Christopher McGregor (24 December 1936 – 26 May 1990) was a South African jazz pianist, bandleader and composer born in Somerset West, South Africa.

== Early influences ==
McGregor grew up in the then Transkei (now part of the Eastern Cape Province), where his father was headmaster at a Church of Scotland mission institution called Blythswood. Here McGregor was exposed to the music of the local amaXhosa people.

This music, as explained in Dave Dargie's book Xhosa Music, is complex. Dargie mentions the following as examples of this complexity which might be seen to have influenced McGregor in his own music, both as composer/arranger and as band leader: "...a great number of style characteristics are to be found: relating not only to harmony and scale, but to melody, structure and phrasing, form, rhythm, instrumentation, singing techniques, and so on."
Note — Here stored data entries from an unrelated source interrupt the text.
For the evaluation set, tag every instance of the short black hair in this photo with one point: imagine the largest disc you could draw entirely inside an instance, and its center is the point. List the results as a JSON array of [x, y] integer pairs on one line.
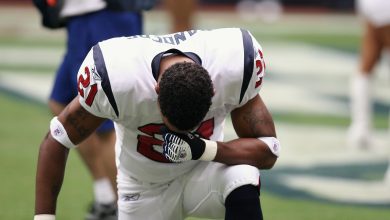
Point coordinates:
[[185, 94]]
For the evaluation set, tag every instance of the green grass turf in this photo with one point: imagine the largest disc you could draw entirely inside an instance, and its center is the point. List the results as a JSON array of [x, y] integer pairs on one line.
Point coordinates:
[[25, 123]]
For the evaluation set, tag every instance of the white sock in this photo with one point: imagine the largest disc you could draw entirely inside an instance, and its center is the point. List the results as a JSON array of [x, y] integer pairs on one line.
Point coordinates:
[[361, 106], [103, 191]]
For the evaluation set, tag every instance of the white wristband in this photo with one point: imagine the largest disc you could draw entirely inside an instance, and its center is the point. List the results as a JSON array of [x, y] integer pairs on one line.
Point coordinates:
[[44, 217], [210, 150], [58, 132], [273, 144]]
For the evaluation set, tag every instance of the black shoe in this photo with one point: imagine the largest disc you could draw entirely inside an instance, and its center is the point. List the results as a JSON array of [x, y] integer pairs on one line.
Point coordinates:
[[99, 211]]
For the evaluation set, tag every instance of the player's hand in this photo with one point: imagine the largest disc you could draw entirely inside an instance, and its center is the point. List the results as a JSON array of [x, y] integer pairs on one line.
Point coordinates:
[[179, 147]]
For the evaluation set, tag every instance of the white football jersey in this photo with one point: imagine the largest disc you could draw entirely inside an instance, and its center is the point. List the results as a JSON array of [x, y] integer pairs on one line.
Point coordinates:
[[118, 77]]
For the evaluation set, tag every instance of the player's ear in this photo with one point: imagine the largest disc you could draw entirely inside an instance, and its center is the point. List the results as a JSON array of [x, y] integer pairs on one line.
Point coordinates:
[[157, 88]]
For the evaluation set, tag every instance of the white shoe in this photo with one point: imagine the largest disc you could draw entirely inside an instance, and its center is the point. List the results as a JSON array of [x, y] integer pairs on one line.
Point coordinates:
[[359, 138], [386, 178]]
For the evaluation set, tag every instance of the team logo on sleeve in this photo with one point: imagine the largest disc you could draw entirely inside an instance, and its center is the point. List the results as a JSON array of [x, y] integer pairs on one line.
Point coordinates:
[[87, 84], [260, 66]]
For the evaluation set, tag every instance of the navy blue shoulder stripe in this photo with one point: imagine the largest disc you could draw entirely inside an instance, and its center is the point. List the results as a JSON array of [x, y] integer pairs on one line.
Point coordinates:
[[249, 56], [102, 70]]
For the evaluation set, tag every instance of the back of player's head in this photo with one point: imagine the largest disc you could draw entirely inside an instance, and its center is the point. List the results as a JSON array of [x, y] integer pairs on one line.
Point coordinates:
[[185, 93]]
In his book Chasing the Vibration Graham Lock quotes McGregor saying: "I have this strong imaginative reference to African village music, and the thing I know about that music is that it has a strong centre. It builds up, a lot of people do things together that they know."

== Early career ==

After school and a stint in the merchant navy training academy The General Botha at Gordon's Bay in the Western Cape in 1952–53, McGregor enrolled at the South African College of Music, then headed by Professor Eric Chisholm. Here McGregor was exposed to a different set of influences, during the day Béla Bartók and Arnold Schoenberg, and at night recordings of Duke Ellington and Thelonious Monk, and the live music of local jazz musicians such as Dollar Brand (now Abdullah Ibrahim), Cecil Barnard (now Hotep Idris Galeta), Christopher Columbus Ngcukana, Vincent Kolbe, "Cup-and-Saucers" Nkanuka, Monty Weber, the Schilder brothers, and many others who were active in the vibrant Cape jazz scene at that time, the mid-1950s. The vibrancy and power of this music has led some to designate the music played around Cape Town as a particular jazz genre called "Cape Jazz." (Miller, 2007).

While at the SA College of Music, McGregor studied composition with Stanley Glasser, who later wrote the music for Mr Paljas – a musical that played at the Labia Theatre in Cape Town around 1962 – Chris McGregor was band leader and pianist in the theatre band, which consisted of Dudu Pukwana and Nick Peterson on alto saxes, Cornelius Kumalo on baritone sax and clarinet, Denis Mpali on trumpet, Blyth Mbityana on trombone, Joe Mal on bass, and Columbus Joya on drums. An LP of the show, Mr Paljas, was released by Gallotone Records (GALP 1207).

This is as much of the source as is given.